In this article we will consider, for several different voting systems, what about them might cause voter distress. In pursuit of brevity we limit the discussion to a single voter and only a very limited number of voting systems, but the examples might serve as some food for thought.
Elections aim to be accurate measures of voter's attitudes toward the candidates, so it seems reasonable that how the voters feel about elections should be a serious interest and consideration. This encroaches into the concerns of psychology and sociology, however, and that makes this a clear departure from the tradition of treating voting systems as mathematical objects.
We focus on elections with five candidates in which our voter, V, favors two of these five candidates, F1 and F2 but is strongly opposed to two other of the candidates, D1 and D2, both of whom she feels are not at all acceptable. There is a fifth candidate M and V feels ambivalent about M. For V, a win by M would be clearly preferable to a win by D1 or by D2, but she does not really feel M would be a good choice and she would much prefer a win by either F1 or F2.

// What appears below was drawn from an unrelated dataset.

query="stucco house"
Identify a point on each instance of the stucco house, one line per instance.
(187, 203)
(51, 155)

Plurality voting is quite familiar to all of us so that we consider first. V approves of both F1 and F2, and with plurality voting V has to choose between them. Perhaps she prefers one of them slightly over the other and that could be the deciding factor. But she may have read the polls and knows that the one she does not prefer is the one that is more likely to win. Consequently, she may choose to vote instead for the candidate she prefers a bit less. But possibly the polls suggest that the contest will really sort out as a contest between M and D2 so she may be swayed to vote for a candidate, M, despite the fact that she does not really want M to win. Clearly V may find that deciding on one candidate to support quite stressful.
The next most widely familiar voting systems are the ranked systems like IRV where the voter is asked to rank the candidates in order of preference. V knows that, provided if votes according to the instructions then F1 and F2 should be the first two in line and that M should be third. With IRV she would be best advised not list D1 or D2 at all since her vote could, at the end of the counting process, be a vote in favor these candidates. But V may nevertheless list them at the bottom as a way of emphasizing that they are her least favorite candidates.
But notice that in choosing whether F1 or F2 is listed first, V is faced with much the same issues as with plurality voting; does she list them according to her very slight preference for one over the other? Or is there some way she might take into consideration the polling results she has read about? Quite possibly these considerations will cause at least some pondering about possible consequences if not some distress or a mental flip of the coin, but there will be considerable consolation that she can at least vote in a way that denies support to both of the candidates she strongly opposes.
Third in line among voting systems when listed by familiarity would be approval voting. In this instance, V is presented with a list of candidates and is asked to check off which of them she supports. Clearly she will check off her two favorites, F1 and F2, but what about M? She does not support M, but what if her reading of the polls suggests that the contest will boil down to whether M or D2 will win? V might decide to fib a bit and also check off approval of M. Contributing to the defeat of D2 may seem worth the price of committing that small fib, but what if the polls are wrong and her vote contributes to a win by M over A1? Considering that possibility, V could find that making the choice is an emotional challenge.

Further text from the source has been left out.